Saturday 30 July 2016

We Need To Protect Our Economy - Sanusi

The Emir of Kano, Muhammadu Sanusi II, who is also a former Governor of the Central Bank of Nigeria, says the Federal Government needs to protect its economic variables rather than allowing the real economy to absorb the shock occasioned by the global fall in crude oil prices.

Sanusi, who noted that the country was currently in a serious situation, said that tough choices needed to be made to get the country out of its predicament.
He spoke recently in Lagos at the 16th Annual National Conference/Annual General Meeting of the Risk Managers Association of Nigeria.

He said, “We are in a very difficult situation. As a country, we have failed to learn from our experiences. In the global crisis of 2008, Nigeria was badly affected precisely for reasons similar to those that we have today. Prior to 2008, the government of former President Obasanjo had built up a buffer in the excess crude account.

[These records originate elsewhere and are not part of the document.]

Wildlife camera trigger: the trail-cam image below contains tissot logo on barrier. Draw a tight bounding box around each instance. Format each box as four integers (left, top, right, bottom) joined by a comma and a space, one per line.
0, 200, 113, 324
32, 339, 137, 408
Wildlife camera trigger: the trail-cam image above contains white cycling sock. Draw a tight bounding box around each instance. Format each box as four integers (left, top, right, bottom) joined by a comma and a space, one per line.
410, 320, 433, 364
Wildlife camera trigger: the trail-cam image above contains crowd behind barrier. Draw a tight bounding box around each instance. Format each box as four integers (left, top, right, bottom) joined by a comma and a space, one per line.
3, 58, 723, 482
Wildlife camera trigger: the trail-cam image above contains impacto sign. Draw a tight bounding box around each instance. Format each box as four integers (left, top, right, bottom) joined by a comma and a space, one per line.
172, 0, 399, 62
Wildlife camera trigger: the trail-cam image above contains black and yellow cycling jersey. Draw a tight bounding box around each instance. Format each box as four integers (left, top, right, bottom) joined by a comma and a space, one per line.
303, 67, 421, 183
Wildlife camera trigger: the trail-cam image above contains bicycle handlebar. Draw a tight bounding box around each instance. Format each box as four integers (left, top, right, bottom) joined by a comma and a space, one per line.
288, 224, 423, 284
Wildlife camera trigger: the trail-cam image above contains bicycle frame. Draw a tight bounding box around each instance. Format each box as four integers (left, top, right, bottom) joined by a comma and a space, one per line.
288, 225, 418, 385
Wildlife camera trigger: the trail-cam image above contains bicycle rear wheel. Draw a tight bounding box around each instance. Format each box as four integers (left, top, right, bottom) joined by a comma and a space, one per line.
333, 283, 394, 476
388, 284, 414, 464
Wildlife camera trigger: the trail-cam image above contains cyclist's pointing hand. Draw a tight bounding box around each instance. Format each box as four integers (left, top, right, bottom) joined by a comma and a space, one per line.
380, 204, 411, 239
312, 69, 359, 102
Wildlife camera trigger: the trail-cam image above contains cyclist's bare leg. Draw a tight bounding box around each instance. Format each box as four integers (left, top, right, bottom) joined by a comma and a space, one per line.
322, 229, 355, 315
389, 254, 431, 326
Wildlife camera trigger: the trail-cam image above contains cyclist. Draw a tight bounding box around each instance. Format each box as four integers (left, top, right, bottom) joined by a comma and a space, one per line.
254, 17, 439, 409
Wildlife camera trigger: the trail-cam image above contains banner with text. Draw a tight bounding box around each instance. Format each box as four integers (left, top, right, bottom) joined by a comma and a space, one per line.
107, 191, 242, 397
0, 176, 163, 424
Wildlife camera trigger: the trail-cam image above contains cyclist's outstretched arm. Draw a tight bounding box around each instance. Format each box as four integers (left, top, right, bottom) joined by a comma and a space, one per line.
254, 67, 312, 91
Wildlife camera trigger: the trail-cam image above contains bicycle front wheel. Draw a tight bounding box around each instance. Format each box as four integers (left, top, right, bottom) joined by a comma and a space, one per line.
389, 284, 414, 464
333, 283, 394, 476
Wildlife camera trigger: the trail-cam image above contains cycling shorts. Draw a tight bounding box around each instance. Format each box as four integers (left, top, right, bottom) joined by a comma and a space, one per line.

“It was easy for the then government to continue to fund importation and expansion of government spending. Even though we did have a financial crisis, a spike in inflation, a huge devaluation of about 25 per cent to the value of the naira, the economy continued to grow.

What seemed to have happened in 2015 was that the government took a decision to allow the real economy to take a shock rather than protecting the variables. That was a wrong choice to make: you do not absorb the shock of the real economy. The result is that the economy is contracting to a recession.”

The Chairman, Board of Trustees, RIMAN, Ms. Folakemi Fatogbe, said risk managers, either in the financial or energy industry, must be very competent and keep abreast of the developments across the globe and the industry in which they operate.
The President, RIMAN, Mr. Jude Monye, noted that there had been significant changes in the economy since 2015 and that crude oil could no longer be a sustainable source of revenue to the economy.

“Nigeria and the rest of the oil-producing world are faced with a global crisis that inevitably crystallised in the form of energy risk. Getting out of this is not going to be an easy road. The economy is already at a volatile state and the last thing we need is a prolonged recession,” Monye said.